Risko made a show of coming out from behind the counter to scrutinize the label. “That’s my asking price. It’s a real eye-catcher, but there’s not much to say about it.”
To Risko’s dismay, the officer shrugged and moved on to the next display. When he tried to haggle down the price of a hundred-year-old model of a Terran Sphere-era warship, Risko tried to throw in the crown in order to strike a deal close to his asking price. Once again, the man lost interest, and Risko lost the sale.
At the end of the day, having sold nothing since the pearl necklace that morning, Risko closed up Brett’s Antiques and went home, checking his head and person several times on the way to make sure the crown had stayed in the shop. Assured that he’d arrived home without it, he tried to relax with holo-dramas and news, only partially succeeding.
The next morning, Risko woke sprawled on the recliner in front of the idle holo-display in his flat, having not even changed out of the clothes which he had worn to work the previous day. Groggily, he stood and stretched, feeling like the whole episode with the counterfeit Xenarch crown had been nothing but a bad dream.

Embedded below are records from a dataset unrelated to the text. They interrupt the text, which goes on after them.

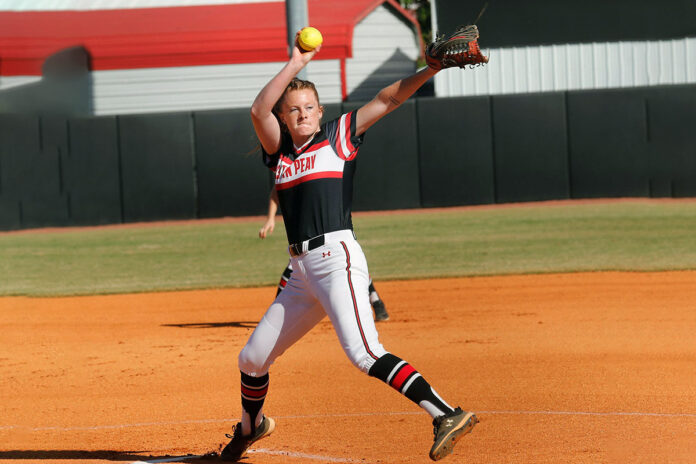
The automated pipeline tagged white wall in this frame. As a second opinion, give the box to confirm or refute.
[435,38,696,97]
[92,60,341,115]
[346,5,420,100]
[0,0,269,11]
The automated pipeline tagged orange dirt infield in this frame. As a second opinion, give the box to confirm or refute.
[0,272,696,464]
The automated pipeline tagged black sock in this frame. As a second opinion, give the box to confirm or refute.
[241,372,269,434]
[368,353,453,417]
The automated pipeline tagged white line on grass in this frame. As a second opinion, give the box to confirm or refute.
[0,410,696,432]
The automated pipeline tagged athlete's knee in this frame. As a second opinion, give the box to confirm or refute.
[237,344,268,377]
[346,345,386,374]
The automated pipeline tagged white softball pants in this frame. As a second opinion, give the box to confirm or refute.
[239,230,386,377]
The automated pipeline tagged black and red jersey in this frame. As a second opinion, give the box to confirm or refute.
[263,111,364,244]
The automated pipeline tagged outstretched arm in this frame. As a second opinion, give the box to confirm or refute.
[355,67,438,135]
[251,32,321,153]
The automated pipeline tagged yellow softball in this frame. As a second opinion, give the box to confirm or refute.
[297,27,324,52]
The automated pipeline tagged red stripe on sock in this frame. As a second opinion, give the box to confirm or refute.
[242,385,268,399]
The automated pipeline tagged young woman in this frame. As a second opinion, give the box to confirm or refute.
[221,31,478,461]
[259,183,389,322]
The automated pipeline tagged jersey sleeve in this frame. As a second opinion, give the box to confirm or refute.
[326,110,365,161]
[261,134,292,172]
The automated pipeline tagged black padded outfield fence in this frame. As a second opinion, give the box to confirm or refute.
[0,85,696,230]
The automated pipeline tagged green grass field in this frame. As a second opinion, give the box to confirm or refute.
[0,200,696,296]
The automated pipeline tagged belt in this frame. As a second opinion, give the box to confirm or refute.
[288,229,355,258]
[289,235,324,258]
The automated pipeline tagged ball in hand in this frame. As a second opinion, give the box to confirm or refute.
[297,27,324,52]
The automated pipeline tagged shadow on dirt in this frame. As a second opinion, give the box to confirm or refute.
[162,321,258,329]
[0,450,219,463]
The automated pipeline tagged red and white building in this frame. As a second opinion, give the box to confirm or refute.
[0,0,423,115]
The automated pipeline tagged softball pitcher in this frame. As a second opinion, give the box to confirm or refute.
[259,187,389,322]
[221,28,478,461]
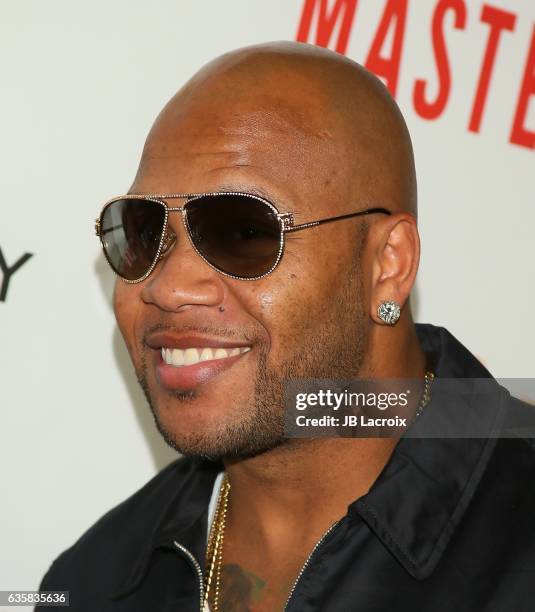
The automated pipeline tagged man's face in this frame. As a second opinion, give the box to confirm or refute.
[114,95,367,457]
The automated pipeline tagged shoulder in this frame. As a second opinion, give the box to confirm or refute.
[40,457,216,609]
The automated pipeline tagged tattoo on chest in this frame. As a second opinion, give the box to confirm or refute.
[221,563,266,612]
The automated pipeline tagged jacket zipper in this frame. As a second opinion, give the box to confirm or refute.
[284,520,340,610]
[173,540,204,612]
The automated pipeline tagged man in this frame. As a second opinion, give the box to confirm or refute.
[41,43,535,612]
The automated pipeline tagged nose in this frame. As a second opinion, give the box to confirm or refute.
[141,213,225,312]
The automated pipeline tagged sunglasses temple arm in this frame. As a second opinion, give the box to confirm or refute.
[284,208,392,232]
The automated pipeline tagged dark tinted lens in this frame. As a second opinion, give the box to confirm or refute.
[186,194,281,278]
[100,199,165,280]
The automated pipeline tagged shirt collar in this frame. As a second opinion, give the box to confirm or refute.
[113,324,503,599]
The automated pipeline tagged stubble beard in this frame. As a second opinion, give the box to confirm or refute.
[138,266,368,460]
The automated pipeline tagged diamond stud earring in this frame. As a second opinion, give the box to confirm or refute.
[377,301,401,325]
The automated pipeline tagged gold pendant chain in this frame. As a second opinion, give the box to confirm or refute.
[204,372,435,612]
[204,472,230,612]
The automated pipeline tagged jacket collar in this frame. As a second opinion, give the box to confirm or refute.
[113,324,503,599]
[349,325,505,579]
[111,458,224,599]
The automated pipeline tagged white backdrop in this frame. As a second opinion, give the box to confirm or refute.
[0,0,535,590]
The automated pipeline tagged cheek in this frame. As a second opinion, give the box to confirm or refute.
[113,280,140,357]
[244,258,345,354]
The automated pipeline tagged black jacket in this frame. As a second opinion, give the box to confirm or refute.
[39,325,535,612]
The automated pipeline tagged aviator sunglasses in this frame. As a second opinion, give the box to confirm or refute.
[95,192,391,283]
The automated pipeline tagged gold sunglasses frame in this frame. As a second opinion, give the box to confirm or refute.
[95,191,392,284]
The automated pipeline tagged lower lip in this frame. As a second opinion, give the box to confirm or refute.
[156,351,249,391]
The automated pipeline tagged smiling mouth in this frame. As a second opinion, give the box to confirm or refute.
[161,346,251,368]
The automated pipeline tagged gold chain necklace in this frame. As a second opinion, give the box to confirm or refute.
[204,372,435,612]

A glance in the mirror disabused him of that notion quickly. On his head, gleaming still as if it was new, the silver-white crown sat comfortably over his temples, so familiar there that he did not feel its weight.
Tearing it off his head, Risko dashed out onto the street and looked around. He needed to be rid of the crown. The young spacer had tossed it to him and he’d caught it willingly – was it really that easy to be rid of it?

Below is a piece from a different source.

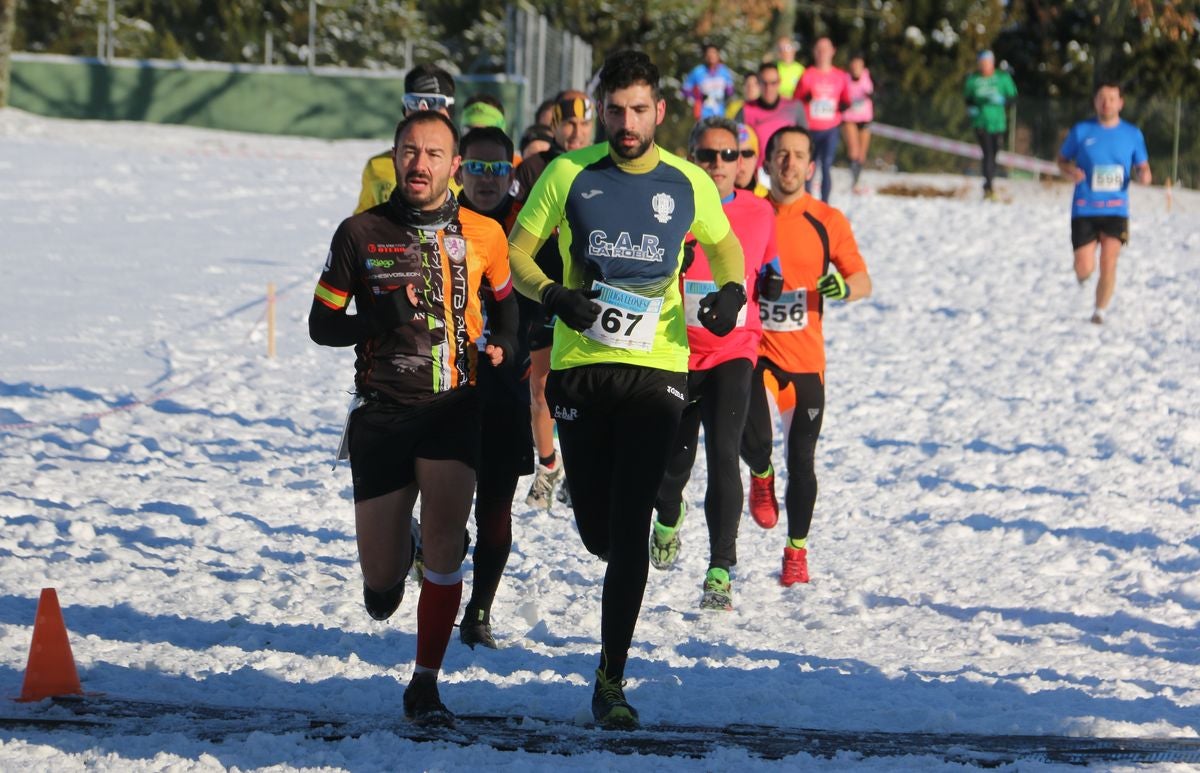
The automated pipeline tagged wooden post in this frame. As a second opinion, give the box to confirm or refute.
[266,282,275,359]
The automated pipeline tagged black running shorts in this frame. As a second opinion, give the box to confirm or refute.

He spotted his mark immediately. The shabbily dressed girl was likely no older than thirteen, and she carried a shoulder-bag covered in glittering material like that of a holo-drama ball gown. Risko crossed the street to head her off, then held the crown out at arm’s length, broadening his salesman’s smile. “Hey kiddo. I’m cleaning house. Want a crown?”
The girl frowned in confusion, then nodded and motioned for Risko to toss the item in her direction. When he did, she turned it over in her hands, smiled, nodded in thanks, then dropped it onto her head and continued on her way.
Relieved and guilty in equal measure, Risko Brett retreated into his flat, deciding it was time to take a rare day off from the antiques business.